An ambitious mission would enter orbit around any potentially habitable planet. Robotic landers would be dispatched to observe life up-close and personal. We could behold the effects of Darwinian evolution on an extraterrestrial Serengeti of unimaginably exotic creatures. By the time we are ready for such a mission we will have matured the required artificial intelligence and nanomachine technology. The autonomous probe would direct its own exploration mission.
Because Alpha Centauri A and B are Sun-like in terms of age and temperature, there has been plenty of time for life to develop on any planets we might find in the habitable zones around either star.
The view from a terrestrial planet in an approximately Earth-sized orbit around Alpha Centauri would certainly be exotic to our experience. At one point during the planet’s year, the two stars would be in conjunction – in other words, side-by-side in the sky. The closer star would have a glowing disk like the Sun; the other would be more star-like and far more brilliant than Venus.
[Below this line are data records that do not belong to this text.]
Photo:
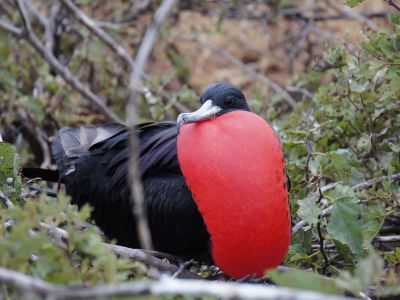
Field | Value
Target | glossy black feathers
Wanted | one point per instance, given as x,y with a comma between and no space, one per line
93,165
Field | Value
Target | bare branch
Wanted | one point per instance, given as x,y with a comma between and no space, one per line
164,287
11,28
34,41
143,55
247,69
118,50
388,238
135,254
51,26
99,33
358,187
135,81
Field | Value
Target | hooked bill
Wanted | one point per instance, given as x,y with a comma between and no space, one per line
234,167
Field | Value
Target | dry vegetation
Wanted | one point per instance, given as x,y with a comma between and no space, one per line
324,74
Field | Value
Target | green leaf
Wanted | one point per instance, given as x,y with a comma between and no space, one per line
393,258
6,162
304,280
309,210
368,272
345,225
358,87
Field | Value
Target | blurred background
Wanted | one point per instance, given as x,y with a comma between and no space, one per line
324,73
263,47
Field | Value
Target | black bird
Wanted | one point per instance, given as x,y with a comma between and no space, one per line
93,164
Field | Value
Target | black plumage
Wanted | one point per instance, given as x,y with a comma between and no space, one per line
93,165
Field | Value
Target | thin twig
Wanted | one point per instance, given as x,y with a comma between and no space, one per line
246,69
11,28
135,254
99,33
34,41
388,238
356,188
164,287
135,81
51,26
115,47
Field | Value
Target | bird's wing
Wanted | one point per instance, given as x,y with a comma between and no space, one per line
157,148
95,169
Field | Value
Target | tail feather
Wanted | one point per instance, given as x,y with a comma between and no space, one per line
71,143
45,174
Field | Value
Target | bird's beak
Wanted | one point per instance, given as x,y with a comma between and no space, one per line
207,111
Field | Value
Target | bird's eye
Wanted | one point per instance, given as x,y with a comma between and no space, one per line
229,101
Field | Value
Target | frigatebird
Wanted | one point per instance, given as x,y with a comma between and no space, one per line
214,183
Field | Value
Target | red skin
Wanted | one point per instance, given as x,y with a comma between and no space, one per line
234,167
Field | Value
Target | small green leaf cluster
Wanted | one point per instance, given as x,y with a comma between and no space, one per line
27,245
346,133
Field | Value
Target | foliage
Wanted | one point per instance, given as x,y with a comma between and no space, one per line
82,258
347,133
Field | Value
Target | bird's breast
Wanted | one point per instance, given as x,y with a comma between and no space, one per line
234,167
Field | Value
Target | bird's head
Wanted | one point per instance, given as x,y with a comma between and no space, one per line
217,99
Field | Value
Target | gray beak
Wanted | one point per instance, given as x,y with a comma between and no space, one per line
207,111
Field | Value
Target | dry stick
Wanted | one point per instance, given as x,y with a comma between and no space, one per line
118,50
98,32
135,254
135,81
34,41
163,287
11,28
247,69
356,188
51,26
352,14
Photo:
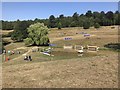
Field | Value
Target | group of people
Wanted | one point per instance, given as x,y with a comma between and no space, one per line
28,58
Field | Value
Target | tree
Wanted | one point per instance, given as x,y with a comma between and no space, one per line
20,31
37,35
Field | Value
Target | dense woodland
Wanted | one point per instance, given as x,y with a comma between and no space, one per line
86,21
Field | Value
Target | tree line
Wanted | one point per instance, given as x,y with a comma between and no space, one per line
84,20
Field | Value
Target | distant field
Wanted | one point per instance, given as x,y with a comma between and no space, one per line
65,69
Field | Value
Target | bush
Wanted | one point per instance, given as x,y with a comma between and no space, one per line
96,25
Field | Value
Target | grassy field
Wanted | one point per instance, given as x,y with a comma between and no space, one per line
65,69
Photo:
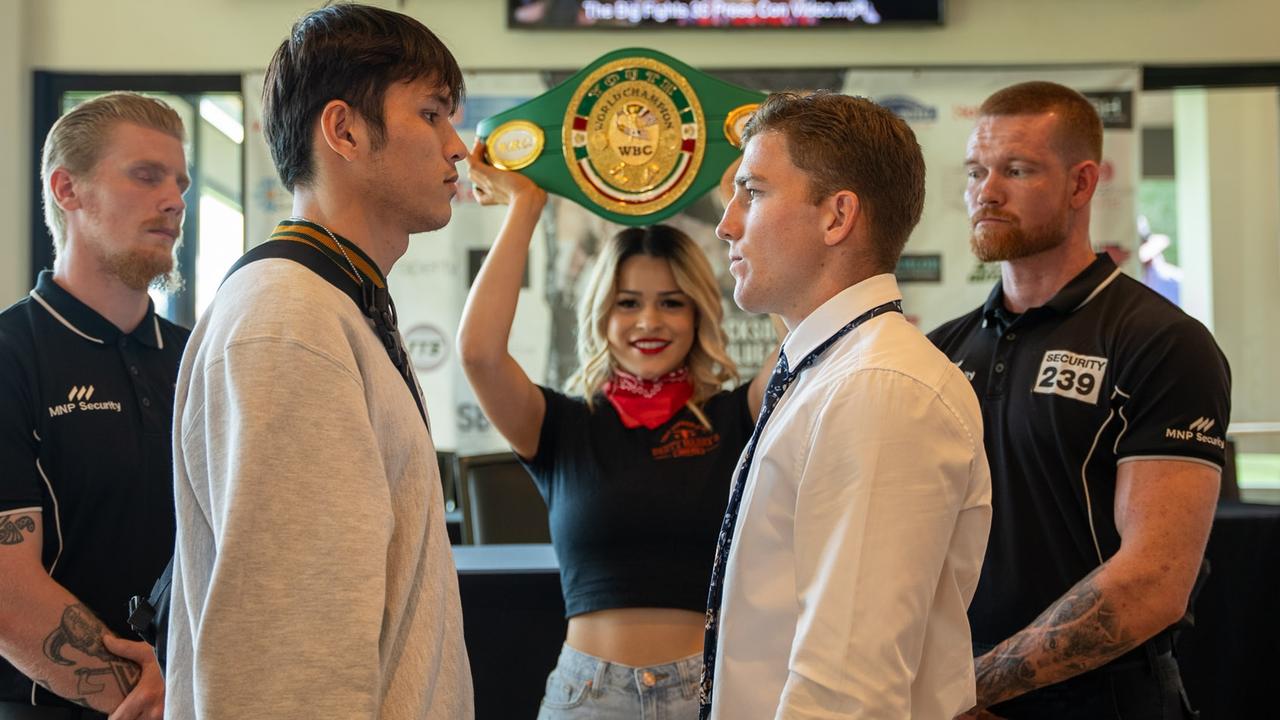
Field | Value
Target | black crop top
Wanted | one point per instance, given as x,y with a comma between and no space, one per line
635,513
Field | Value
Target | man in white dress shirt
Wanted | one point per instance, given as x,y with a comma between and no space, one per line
859,515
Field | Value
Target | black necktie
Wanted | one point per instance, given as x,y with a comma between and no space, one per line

A planet would be influenced by the radiation from both stars. Every 70 years Alpha Centauri A & B come closest to each other. Warming on an Earth-like world would be brief but intense, raising planet-wide temperature by a few degrees.
Given the awesome power of biological evolution, life would evolve to cope with living with a second star. Life on such a planet might develop two circadian rhythms corresponding to both the length of day on the planet, and orbital period of the binary stars. There may be planet-wide migrations in anticipation of the approaching “super-summer.” And, there would be a variety of other novel coping mechanisms.
If there were intelligent life present out there, Alpha Centauri astronomers would routinely turn their attention on a bright first-magnitude star in the W-shaped constellation Cassiopeia. It would be our Sun. And the astronomers might muse on what life would be like around a single yellow dwarf star.